Code is not as clean as I would have liked.....but this will solve it in O(n) time.
void copy(char max[], char *source, char *dest)
{
int j=0;
for(char *i = source; i != dest; i++)
max[j++] = *i;
max[j] = '\0';
cout << max << endl;
}
int main()
{
set<char> myset;
set<char>::iterator it;
char str[] = "bbbbb";
char *tmp, *hold;
tmp = hold = str;
char max[10];
int crnt_len=0;
while(*tmp != '\0'){
it = myset.find(*tmp);
if( it != myset.end()){
if(tmp - hold > crnt_len){
crnt_len = tmp-hold;
copy(max, hold, tmp);
}
do{
myset.erase(*hold);
hold++;
}
while(*hold != *tmp);
myset.erase(*hold);
hold++;
}
myset.insert(*tmp);
tmp++;
}
if(tmp - hold > crnt_len){
crnt_len = tmp-hold;
copy(max, hold, tmp);
}
cout << max << endl;
return 0;
}
tmp pointer starts from the first character and continues till it encounters a repeated character. Here hold pointer marks the beginning of the current max string. When you find a repeated character, you increment your hold pointer, store the string seen till now (as max) and erase the corresponding character from set.

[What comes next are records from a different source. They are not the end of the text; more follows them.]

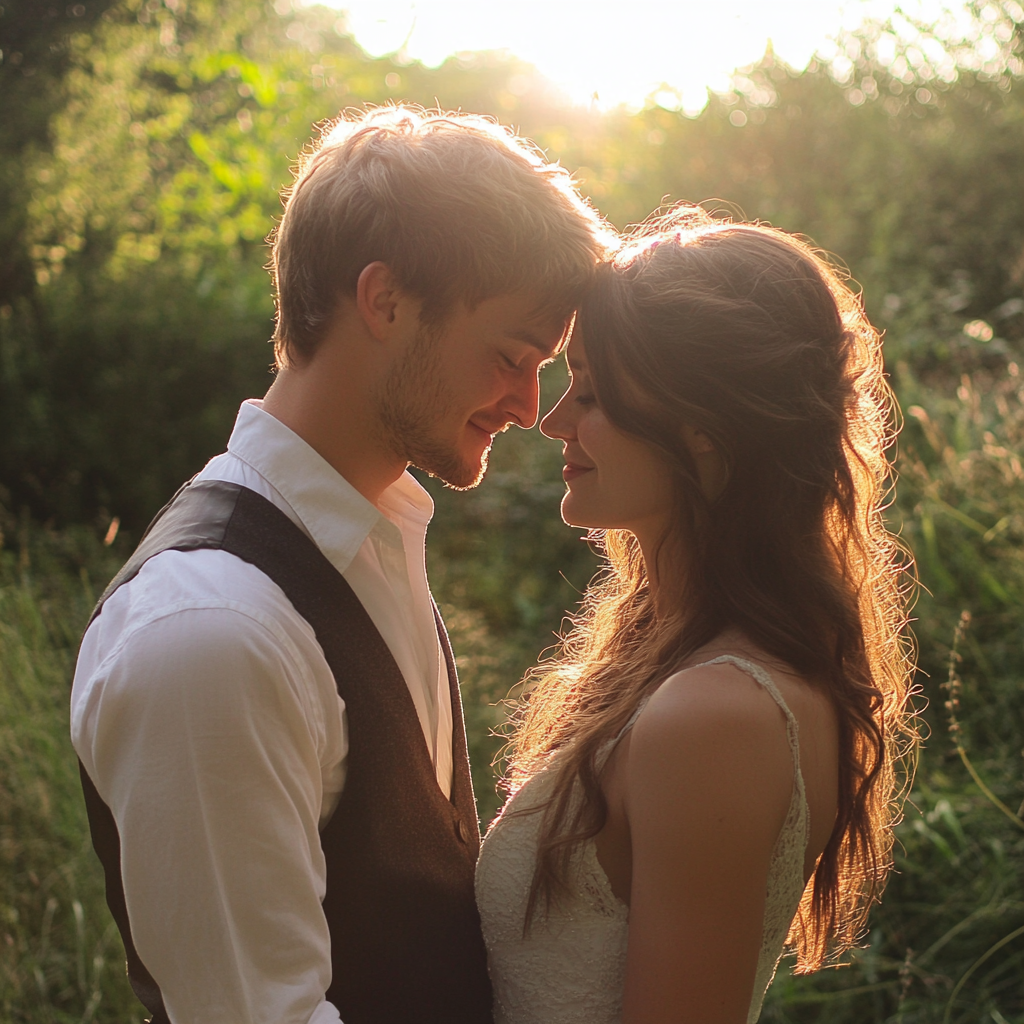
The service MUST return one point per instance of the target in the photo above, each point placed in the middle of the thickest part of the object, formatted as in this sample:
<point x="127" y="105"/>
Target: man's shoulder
<point x="216" y="584"/>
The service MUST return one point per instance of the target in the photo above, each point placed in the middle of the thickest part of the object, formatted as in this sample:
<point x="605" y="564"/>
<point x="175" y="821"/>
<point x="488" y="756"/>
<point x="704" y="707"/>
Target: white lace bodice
<point x="570" y="967"/>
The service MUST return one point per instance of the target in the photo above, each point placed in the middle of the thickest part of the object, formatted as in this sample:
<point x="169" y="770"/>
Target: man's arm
<point x="204" y="731"/>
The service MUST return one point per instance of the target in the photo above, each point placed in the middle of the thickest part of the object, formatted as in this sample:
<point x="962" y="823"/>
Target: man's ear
<point x="379" y="300"/>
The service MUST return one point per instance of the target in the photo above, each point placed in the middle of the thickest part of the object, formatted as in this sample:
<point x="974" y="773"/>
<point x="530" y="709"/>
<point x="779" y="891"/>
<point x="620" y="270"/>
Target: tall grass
<point x="60" y="957"/>
<point x="946" y="945"/>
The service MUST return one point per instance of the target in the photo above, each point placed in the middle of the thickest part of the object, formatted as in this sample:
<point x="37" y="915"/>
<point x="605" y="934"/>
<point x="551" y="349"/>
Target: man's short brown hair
<point x="457" y="206"/>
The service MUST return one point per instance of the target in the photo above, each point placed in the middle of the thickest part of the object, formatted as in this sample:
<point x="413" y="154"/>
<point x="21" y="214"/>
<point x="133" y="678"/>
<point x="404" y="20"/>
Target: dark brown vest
<point x="406" y="943"/>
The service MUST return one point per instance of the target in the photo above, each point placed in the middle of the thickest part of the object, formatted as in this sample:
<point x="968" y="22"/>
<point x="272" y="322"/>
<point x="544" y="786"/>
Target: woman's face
<point x="615" y="480"/>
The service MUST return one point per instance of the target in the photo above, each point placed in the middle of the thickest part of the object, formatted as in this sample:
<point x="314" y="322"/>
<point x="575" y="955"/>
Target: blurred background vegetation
<point x="142" y="145"/>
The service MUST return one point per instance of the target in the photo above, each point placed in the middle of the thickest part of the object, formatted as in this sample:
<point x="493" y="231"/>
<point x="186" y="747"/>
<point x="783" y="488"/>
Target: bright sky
<point x="624" y="50"/>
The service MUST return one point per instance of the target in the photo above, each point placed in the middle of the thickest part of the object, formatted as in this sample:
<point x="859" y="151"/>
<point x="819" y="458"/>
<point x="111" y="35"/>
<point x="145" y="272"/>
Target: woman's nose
<point x="558" y="423"/>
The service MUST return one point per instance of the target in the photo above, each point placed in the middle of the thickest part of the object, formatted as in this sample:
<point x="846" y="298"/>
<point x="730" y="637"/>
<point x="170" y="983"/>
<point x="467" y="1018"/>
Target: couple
<point x="265" y="706"/>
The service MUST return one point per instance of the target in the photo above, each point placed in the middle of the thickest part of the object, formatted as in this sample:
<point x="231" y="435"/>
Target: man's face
<point x="465" y="381"/>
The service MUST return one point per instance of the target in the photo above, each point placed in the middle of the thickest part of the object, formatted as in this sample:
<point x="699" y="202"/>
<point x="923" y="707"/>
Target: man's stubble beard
<point x="411" y="403"/>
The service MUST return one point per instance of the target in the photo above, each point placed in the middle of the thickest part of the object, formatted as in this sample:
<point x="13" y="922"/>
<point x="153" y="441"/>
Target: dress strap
<point x="763" y="677"/>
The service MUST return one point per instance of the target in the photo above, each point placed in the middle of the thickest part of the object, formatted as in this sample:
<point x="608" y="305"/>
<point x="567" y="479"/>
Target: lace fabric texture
<point x="570" y="967"/>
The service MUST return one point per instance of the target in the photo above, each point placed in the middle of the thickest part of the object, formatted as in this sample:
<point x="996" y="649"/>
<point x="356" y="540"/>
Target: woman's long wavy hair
<point x="751" y="336"/>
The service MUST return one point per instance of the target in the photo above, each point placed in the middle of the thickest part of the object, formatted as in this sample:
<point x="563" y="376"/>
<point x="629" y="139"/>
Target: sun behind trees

Easier way is to use an array of 256 elements to check for repetition. Sorry if the code looks messy.
In other words, hold and tmp shall traverse once. Hence O(N)
This is what I told in an interview ..
- bharat November 16, 2012maintain an array of 256 Nodes.
typedef struct _Node {
bool flag;
int position;
}Node;
while traversing the string,
if flag == false
then make flag=true; and fill the position of that character in the string.
when ever u encounter the repeated character, calculate the length of the unique_character_substring and start traversing string from the previous position of that repeated charater +1 and make visited array[256] flags as false.